Period is $2 \pi$. Phase is $\frac{\pi}{4}$ and vertical shift id 3 units of distance. As y varies continuously in $\left(- \infty , \infty\right)$, within a period, the question of finding amplitude does not arise. -

#### Explanation:

The period of $\tan \theta$ is $P = \pi$.

The period of $\tan \left(k \theta - \phi\right) + b$ is $\frac{\pi}{k}$'

Here, $y = \tan \left(\theta - \frac{\pi}{4}\right) + 3$. So,

the period $P = \frac{\pi}{\frac{1}{2}} = 2 \pi$.

Phase shift $\phi = \frac{\pi}{4}$.

Vertical shift is 3.

In brief, this could be obtained

from the graph of $y = \tan \left(\frac{x}{2}\right)$

by moving it in x+-direction through $\phi$ units and then shifting it

in the y+ direction through 3 units.

Within one period, say $\left(- \pi , \pi\right)$, continuous #y in (-oo, oo)..

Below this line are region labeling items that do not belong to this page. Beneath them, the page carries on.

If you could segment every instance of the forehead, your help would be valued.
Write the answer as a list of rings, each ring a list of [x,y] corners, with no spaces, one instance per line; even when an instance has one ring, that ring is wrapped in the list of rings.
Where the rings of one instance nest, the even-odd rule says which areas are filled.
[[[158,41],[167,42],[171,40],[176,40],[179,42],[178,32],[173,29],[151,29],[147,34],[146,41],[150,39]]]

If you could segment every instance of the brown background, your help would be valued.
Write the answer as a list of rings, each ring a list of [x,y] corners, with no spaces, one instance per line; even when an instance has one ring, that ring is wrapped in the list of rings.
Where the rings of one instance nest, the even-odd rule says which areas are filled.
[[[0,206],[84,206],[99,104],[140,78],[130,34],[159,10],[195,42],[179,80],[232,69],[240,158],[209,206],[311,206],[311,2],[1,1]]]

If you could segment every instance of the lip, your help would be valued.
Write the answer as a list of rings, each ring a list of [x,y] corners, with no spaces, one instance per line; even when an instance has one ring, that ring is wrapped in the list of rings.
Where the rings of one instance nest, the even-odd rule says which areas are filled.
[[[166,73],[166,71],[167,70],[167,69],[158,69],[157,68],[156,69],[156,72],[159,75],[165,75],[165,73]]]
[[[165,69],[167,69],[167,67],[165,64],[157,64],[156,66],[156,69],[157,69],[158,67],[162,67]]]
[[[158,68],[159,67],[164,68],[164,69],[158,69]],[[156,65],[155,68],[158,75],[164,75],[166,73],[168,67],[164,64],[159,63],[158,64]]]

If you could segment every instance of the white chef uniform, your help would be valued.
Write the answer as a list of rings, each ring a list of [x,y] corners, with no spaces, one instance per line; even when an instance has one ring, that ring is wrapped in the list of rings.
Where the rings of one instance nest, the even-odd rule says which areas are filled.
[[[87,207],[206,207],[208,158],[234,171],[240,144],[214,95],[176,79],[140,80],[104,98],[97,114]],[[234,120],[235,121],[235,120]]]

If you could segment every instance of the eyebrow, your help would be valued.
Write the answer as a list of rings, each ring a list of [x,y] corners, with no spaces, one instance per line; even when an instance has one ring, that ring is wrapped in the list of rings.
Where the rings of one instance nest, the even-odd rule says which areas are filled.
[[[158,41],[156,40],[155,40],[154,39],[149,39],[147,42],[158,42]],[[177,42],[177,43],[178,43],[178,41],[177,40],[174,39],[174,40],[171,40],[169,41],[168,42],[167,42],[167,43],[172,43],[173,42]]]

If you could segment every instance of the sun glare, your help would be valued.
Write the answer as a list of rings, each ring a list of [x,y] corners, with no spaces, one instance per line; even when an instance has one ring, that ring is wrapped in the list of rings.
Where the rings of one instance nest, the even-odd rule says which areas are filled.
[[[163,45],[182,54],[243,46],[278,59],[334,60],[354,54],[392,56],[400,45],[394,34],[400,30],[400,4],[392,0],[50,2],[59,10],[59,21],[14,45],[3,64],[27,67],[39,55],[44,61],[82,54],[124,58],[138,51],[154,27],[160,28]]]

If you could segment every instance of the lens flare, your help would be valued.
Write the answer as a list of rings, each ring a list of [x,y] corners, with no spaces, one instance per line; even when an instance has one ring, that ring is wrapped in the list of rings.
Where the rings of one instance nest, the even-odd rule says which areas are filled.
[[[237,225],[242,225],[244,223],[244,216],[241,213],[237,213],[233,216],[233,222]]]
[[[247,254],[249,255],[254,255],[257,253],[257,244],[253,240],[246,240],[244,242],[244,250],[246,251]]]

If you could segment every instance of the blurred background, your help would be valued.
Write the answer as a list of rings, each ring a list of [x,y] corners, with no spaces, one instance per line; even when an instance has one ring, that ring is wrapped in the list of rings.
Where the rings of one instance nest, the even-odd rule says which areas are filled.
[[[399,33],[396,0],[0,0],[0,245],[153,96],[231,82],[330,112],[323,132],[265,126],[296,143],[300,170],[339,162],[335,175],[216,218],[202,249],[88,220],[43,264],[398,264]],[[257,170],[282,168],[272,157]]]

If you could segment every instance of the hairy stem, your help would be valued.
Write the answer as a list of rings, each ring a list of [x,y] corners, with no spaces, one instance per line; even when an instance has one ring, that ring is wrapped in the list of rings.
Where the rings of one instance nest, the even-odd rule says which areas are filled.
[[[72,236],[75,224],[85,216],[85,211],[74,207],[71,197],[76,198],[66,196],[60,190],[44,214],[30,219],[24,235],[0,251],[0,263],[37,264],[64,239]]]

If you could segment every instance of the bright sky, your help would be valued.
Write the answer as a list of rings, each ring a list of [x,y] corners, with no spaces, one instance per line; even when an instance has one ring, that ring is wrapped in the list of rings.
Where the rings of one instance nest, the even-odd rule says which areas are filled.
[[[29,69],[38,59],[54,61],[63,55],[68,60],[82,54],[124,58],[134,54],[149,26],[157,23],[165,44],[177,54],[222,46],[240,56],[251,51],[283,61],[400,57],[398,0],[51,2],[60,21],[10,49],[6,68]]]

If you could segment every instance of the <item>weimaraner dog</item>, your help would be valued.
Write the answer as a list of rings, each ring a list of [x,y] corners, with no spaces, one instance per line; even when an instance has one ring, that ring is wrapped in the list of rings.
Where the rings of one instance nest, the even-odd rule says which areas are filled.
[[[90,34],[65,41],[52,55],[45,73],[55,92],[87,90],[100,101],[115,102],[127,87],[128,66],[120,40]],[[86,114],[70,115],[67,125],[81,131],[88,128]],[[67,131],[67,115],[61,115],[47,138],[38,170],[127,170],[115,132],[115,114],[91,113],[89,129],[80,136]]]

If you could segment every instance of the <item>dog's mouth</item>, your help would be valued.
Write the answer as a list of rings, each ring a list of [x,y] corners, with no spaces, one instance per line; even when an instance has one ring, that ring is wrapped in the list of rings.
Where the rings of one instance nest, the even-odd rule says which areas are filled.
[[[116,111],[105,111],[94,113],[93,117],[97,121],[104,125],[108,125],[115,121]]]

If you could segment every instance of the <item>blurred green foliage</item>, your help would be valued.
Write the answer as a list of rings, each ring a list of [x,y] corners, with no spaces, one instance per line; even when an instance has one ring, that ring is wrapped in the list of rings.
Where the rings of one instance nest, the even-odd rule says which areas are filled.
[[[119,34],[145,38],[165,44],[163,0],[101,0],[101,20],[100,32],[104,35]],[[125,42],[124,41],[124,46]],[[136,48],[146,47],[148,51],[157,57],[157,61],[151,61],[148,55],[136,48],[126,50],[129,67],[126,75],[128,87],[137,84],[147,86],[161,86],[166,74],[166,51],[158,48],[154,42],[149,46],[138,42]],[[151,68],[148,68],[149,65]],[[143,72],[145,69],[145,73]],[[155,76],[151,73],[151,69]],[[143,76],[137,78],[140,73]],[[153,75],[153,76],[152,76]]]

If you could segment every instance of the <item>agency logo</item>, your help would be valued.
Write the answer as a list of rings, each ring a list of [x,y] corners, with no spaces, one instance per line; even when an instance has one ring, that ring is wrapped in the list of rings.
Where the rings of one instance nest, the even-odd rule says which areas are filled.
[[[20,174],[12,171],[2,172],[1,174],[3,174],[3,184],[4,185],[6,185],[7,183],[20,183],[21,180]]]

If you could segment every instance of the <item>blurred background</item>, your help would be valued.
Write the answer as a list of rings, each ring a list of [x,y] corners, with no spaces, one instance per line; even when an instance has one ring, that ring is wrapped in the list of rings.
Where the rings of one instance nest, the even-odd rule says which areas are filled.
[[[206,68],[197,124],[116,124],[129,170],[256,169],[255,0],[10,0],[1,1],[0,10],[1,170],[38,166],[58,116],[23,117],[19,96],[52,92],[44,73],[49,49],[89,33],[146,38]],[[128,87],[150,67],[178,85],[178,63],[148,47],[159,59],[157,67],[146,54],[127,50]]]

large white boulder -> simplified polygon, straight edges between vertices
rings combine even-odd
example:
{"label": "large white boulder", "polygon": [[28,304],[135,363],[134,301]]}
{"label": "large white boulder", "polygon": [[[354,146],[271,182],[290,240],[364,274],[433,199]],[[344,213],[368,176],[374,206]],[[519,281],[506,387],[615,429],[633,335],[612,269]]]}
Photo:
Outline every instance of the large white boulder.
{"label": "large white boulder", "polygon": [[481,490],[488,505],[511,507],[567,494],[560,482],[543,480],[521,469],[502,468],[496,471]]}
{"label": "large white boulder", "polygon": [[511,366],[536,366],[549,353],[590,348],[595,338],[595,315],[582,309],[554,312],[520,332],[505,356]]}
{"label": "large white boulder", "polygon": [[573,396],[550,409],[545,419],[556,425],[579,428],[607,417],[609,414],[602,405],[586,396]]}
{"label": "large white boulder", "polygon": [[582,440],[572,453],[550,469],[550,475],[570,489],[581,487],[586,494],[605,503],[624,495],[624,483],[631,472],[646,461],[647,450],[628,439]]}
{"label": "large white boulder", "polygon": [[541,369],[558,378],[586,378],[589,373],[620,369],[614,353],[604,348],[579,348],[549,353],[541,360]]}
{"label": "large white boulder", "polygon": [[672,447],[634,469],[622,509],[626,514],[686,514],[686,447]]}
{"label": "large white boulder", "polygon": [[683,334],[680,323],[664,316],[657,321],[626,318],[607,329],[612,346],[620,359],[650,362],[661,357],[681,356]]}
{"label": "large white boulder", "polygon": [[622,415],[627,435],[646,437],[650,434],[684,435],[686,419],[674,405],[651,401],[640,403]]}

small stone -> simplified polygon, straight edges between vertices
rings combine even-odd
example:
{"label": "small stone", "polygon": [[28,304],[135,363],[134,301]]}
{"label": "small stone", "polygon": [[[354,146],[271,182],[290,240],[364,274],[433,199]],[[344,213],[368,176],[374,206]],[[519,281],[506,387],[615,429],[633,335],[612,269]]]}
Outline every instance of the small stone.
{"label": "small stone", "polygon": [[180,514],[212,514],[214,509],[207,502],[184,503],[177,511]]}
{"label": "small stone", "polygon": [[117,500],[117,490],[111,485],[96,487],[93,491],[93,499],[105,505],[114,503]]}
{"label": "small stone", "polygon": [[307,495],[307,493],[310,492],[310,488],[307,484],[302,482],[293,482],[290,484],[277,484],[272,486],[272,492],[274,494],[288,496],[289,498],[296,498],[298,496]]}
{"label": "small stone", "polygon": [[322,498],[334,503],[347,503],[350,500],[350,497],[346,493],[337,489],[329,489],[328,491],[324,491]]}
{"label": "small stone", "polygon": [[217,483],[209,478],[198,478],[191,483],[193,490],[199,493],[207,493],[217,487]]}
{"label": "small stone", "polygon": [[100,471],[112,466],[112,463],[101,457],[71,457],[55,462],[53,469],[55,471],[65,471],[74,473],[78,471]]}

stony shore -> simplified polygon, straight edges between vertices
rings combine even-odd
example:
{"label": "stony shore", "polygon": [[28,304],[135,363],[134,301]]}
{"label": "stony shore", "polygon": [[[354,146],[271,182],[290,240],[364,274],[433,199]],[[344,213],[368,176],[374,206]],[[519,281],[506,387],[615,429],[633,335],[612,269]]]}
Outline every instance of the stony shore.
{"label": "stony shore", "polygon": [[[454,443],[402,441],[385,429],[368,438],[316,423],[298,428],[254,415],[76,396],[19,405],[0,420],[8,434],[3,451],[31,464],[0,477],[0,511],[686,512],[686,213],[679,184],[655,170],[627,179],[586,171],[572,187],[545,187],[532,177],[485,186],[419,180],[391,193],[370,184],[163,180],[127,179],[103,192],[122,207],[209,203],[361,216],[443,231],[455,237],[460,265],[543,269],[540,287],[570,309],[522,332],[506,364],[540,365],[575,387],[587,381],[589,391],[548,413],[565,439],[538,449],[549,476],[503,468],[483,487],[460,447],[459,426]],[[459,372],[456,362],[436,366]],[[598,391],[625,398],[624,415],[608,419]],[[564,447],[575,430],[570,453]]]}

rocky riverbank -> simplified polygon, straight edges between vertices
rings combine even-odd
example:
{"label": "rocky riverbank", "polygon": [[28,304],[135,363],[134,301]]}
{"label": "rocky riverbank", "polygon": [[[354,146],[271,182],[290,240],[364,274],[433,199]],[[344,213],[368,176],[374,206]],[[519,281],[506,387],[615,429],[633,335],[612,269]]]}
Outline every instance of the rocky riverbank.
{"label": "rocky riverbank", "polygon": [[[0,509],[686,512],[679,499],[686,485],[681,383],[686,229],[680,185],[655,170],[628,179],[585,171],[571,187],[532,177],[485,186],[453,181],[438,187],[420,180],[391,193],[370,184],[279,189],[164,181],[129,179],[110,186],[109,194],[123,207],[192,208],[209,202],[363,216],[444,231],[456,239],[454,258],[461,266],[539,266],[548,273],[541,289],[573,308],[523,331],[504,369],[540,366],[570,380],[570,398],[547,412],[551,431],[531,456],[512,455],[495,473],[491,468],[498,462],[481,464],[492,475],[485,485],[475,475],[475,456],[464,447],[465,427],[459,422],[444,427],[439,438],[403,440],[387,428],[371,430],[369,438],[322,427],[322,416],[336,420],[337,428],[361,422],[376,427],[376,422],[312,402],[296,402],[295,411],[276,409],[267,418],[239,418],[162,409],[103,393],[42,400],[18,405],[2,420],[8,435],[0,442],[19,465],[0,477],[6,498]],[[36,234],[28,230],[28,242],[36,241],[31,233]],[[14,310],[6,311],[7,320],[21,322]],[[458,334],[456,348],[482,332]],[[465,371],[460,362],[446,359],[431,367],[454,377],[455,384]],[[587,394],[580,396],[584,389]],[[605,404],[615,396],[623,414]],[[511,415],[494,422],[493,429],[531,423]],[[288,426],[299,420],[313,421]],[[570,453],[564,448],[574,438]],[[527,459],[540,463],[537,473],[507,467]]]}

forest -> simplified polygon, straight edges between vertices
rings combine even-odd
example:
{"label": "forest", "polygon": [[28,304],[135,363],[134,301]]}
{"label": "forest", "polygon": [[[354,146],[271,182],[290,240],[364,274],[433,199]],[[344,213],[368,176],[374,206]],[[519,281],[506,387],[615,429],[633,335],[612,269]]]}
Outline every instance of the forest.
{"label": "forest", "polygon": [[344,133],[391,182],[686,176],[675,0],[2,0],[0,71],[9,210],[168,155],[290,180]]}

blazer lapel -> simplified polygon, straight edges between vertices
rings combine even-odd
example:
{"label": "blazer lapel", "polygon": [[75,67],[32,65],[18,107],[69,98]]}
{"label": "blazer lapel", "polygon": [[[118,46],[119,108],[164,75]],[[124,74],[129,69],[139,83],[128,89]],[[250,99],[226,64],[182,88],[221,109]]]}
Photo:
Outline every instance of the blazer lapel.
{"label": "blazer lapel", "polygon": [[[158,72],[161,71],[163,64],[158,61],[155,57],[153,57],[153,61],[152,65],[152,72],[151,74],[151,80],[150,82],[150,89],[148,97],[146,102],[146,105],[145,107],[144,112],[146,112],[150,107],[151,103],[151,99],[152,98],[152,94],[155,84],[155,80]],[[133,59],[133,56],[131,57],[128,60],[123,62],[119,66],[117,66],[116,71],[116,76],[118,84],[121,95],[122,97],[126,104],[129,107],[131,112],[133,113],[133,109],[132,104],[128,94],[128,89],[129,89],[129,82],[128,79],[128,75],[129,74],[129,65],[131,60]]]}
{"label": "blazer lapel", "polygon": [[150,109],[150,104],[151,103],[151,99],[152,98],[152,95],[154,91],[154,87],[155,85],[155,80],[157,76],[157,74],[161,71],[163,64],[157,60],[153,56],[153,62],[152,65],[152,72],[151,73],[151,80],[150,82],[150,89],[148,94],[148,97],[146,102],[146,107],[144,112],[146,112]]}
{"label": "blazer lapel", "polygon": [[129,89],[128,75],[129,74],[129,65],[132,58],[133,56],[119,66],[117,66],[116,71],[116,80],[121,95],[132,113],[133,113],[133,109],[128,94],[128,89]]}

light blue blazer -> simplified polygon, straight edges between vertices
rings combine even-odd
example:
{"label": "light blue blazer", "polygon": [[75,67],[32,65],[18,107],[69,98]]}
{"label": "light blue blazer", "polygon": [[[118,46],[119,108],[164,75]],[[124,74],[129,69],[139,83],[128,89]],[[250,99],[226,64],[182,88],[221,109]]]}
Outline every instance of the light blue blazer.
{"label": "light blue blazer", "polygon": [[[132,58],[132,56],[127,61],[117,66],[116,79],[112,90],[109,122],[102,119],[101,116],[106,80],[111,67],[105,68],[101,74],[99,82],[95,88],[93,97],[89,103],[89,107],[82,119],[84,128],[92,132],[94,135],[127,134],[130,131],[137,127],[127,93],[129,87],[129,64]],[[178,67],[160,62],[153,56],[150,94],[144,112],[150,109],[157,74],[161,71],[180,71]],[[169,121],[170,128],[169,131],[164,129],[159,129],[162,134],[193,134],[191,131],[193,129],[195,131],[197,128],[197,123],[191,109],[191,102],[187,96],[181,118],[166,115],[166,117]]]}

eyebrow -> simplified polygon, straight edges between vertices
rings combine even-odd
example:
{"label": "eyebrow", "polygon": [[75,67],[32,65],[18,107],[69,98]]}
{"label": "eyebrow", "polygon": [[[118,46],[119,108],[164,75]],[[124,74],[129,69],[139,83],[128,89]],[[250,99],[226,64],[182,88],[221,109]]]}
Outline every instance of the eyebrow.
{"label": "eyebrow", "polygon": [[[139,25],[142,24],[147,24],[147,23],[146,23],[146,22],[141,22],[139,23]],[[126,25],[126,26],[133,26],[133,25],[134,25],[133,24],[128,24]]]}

So, the question of finding global/local mini/max values is

irrelevant.Indeed, this applies to the finding of the related

amplitude as well,

I welcome a graphical depiction by an interested reader.

I do not want to say that the amplitude is $\infty$, because reaching

the crest (zenith) at $\infty$ or the lowest point (nadir) at $- \infty$ is unreal.